Itu adalah apa yang diajarkan oleh para pengembara sekte lain sebagai
keterasingan sehubungan dengan makanan.
“Ini adalah apa yang diajarkan
oleh para pengembara sekte lain sebagai keterasingan sehubungan dengan tempat
tinggal: hutan, bawah pohon, tanah pekuburan, tempat tinggal terpencil di hutan
dan belantara, ruang terbuka, tumpukan jerami, gubuk jerami. Itu adalah apa
yang diajarkan oleh para pengembara sekte lain sebagai keterasingan sehubungan
dengan tempat tinggal.
“Ini adalah ketiga jenis
keterasingan yang diajarkan oleh para pengembara sekte lain.

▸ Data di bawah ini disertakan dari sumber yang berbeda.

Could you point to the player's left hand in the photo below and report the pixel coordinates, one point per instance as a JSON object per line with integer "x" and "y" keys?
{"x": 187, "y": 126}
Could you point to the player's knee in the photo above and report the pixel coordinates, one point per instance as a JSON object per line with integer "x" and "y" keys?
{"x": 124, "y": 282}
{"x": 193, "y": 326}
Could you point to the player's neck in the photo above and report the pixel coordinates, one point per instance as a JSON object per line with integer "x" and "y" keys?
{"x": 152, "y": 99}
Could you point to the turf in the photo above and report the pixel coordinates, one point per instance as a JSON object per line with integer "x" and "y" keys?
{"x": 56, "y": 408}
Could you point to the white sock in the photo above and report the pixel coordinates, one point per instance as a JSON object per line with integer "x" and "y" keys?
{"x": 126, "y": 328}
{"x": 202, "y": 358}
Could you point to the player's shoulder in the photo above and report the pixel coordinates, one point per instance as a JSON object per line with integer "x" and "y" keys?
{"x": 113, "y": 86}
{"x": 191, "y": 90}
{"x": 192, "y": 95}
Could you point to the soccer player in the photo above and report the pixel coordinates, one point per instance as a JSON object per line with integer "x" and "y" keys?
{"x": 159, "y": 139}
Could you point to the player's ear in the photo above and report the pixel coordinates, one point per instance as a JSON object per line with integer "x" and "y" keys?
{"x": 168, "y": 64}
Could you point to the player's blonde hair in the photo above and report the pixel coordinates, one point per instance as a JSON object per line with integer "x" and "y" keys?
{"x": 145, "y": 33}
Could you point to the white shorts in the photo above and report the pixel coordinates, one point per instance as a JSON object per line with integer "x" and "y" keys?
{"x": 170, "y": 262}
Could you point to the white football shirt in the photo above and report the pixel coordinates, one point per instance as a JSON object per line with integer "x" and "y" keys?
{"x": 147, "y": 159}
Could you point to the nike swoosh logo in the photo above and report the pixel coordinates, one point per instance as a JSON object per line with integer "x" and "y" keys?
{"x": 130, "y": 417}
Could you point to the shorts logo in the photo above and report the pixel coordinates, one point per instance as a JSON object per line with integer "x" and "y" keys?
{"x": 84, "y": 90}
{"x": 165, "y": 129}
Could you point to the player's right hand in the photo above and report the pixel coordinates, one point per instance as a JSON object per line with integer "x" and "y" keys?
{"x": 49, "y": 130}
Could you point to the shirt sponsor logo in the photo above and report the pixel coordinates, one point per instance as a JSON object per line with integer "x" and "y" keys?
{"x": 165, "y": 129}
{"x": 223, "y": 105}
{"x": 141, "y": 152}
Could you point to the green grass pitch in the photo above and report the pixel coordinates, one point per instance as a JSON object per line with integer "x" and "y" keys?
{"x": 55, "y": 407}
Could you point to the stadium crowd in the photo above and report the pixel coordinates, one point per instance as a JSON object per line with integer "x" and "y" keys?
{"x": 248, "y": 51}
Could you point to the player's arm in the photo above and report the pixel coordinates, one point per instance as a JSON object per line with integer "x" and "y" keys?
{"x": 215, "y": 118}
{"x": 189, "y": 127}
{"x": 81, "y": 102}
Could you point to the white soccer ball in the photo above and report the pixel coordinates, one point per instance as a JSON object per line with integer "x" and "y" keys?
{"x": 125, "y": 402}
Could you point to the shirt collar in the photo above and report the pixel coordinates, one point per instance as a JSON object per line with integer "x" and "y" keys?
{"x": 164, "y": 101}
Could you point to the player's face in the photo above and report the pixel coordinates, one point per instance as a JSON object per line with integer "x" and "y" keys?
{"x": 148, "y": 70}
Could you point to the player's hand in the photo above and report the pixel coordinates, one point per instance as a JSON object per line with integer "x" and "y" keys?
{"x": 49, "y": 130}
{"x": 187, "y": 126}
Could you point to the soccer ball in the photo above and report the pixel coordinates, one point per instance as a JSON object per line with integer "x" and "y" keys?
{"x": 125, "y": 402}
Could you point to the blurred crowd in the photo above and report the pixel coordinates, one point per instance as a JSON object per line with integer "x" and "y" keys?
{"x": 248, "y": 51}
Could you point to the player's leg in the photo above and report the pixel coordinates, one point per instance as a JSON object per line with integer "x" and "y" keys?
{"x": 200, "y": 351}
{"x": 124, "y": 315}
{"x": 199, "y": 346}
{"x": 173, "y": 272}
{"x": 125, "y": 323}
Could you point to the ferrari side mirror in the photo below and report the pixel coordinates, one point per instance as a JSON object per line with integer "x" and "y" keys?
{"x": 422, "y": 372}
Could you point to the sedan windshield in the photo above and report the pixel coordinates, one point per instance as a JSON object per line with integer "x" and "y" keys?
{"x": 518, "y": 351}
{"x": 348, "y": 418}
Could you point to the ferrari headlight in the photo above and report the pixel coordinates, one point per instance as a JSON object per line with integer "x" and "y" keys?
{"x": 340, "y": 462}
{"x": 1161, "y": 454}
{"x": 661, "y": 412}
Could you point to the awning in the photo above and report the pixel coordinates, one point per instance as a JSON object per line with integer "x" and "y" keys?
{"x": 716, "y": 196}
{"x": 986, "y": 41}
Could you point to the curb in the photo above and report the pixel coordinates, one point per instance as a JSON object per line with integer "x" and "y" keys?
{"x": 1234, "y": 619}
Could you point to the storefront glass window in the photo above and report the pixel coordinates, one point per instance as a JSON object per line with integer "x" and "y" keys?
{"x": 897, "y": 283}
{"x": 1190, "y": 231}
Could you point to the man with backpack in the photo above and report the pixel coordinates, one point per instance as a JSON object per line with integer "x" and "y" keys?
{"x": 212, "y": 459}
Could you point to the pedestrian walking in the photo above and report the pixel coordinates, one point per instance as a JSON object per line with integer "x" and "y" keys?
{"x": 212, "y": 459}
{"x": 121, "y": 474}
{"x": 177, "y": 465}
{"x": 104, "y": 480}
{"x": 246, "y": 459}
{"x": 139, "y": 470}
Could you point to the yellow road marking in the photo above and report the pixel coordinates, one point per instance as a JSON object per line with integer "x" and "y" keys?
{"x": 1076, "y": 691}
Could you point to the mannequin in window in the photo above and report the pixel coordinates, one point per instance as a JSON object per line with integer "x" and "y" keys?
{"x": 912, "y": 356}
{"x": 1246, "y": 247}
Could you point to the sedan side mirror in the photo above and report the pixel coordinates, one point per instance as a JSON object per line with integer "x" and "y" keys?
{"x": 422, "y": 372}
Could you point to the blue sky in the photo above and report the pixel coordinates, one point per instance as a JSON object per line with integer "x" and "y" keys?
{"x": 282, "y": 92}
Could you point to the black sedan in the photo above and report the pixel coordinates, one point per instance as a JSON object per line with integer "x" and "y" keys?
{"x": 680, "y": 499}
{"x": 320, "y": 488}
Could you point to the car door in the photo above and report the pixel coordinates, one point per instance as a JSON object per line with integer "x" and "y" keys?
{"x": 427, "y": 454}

“Dalam Dhamma dan disiplin ini,
para bhikkhu, ada tiga jenis keterasingan ini bagi seorang bhikkhu. Apakah tiga
ini?
“Di sini, (1) seorang
bhikkhu bermoral; ia telah meninggalkan ketidak-bermoralan dan tetap terasing
darinya. (2) Ia menganut pandangan benar; ia telah meninggalkan pandangan
salah dan tetap terasing darinya. (3) Ia adalah seorang yang
noda-nodanya telah dihancurkan; ia telah meninggalkan noda-noda dan tetap
terasing darinya.
“Ketika seorang bhikkhu
bermoral, seorang yang telah meninggalkan ketidak-bermoralan dan tetap terasing
darinya; ketika ia adalah seorang yang berpandangan benar, yang telah meninggalkan
pandangan salah dan tetap terasing darinya; ketika ia adalah seorang yang
noda-nodanya telah dihancurkan, yang telah meninggalkan noda-noda dan tetap
terasing darinya, maka ia disebut seorang bhikkhu yang telah mencapai yang
terunggul, mencapai inti, seorang yang murni dan kokoh dalam inti.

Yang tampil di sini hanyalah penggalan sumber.